特別大きい窓枠の施工。この大きさの分スペースがありますが、換気扇のダクトスペースになります。


こんな感じに仕上がり。サッシの中は白。窓は小さいほうが、断熱性も良いし、防犯上の観点からも良い。

ユニットバス組立完了。1日で組立終わります。

洗面所のクロス工事の下地パテ処理。
クロス張りへと進み、最後は床のクッションフロア張り。

ノリを全面に塗り張ります。清掃性が良く、水回りに最適な床材です。

外では、左官屋さんがモルタル外壁塗り。

ヒビ割れを防ぐメッシュシートを塗りこみます。


2回塗り終了。養生期間を置いてから塗装になります。
天候によりますが、2,3日置いて乾かします。

2枚引き戸。片引き戸よりは開口部が広いので安心。


洗面台TOTOサクアW750収納付き。オプションのタオル掛け付けました。

TOTOピュアレストQR。手摺と棚付きペーパーホルダー。
換気扇はシャッター付きなので、動かしてない時でも、風が入ってきません。

TOTOサクア。1620タイプ(1.25坪)少し洗い場が広いので、快適です。
浴室暖房換気扇取付。写真の椅子は、毎回浴室リフォーム時にサービスさせて頂いてますTOTOの風呂椅子。

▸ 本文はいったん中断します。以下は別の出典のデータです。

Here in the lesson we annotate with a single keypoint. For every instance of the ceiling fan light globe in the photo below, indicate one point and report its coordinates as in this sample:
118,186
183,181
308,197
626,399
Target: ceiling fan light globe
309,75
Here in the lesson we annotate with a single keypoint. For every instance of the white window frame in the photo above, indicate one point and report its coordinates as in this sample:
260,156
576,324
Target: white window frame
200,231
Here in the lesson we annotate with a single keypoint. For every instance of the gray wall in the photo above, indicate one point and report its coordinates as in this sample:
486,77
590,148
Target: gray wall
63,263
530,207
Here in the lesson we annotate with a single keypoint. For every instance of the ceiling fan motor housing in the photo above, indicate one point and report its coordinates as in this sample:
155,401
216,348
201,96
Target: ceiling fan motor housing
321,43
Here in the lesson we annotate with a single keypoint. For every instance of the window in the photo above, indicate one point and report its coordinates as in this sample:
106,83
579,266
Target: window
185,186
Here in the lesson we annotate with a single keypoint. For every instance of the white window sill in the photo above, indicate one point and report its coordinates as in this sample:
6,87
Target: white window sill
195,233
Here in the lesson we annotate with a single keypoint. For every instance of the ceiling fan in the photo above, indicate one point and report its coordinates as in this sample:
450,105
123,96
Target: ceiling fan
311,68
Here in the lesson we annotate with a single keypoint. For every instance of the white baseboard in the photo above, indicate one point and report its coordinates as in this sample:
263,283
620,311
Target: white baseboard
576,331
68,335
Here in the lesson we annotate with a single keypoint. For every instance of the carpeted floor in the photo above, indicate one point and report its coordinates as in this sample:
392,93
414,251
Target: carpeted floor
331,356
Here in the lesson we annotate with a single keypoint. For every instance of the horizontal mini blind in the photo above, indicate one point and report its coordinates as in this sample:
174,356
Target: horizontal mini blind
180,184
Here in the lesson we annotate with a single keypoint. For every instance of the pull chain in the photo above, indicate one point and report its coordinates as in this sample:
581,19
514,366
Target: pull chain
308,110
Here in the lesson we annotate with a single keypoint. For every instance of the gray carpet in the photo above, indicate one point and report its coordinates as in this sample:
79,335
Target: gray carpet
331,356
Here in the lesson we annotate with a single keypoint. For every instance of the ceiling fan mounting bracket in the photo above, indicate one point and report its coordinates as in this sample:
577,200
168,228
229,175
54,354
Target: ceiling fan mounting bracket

この椅子が少し高いのですが、とても使いやすい。大好評のアイテムです。
工事着工から12日目。この日から入浴可能となりました。
柱の入れ替えや、洗面・トイレとボリュームがある為、通常よりも日数が掛かりました。

外部のモルタル外壁が乾いたので塗装工事。

今回補修範囲が広いので吹き付けました。


モルタル補修の跡も、目立ちません。
これにて工事終了。着工から13日間でした。
事前に、お客様にも工程表を渡してますが、今回の現場も予定通りに終わりました。
通し柱の腐朽や、洗面トイレの壁が薄いなど、工事前にわからなかった想定外も若干ありましたが、見積時に、予備費を見ていたおかげで、
追加工事は、無かったです。
今回も喜んで戴ける仕事が出来ました。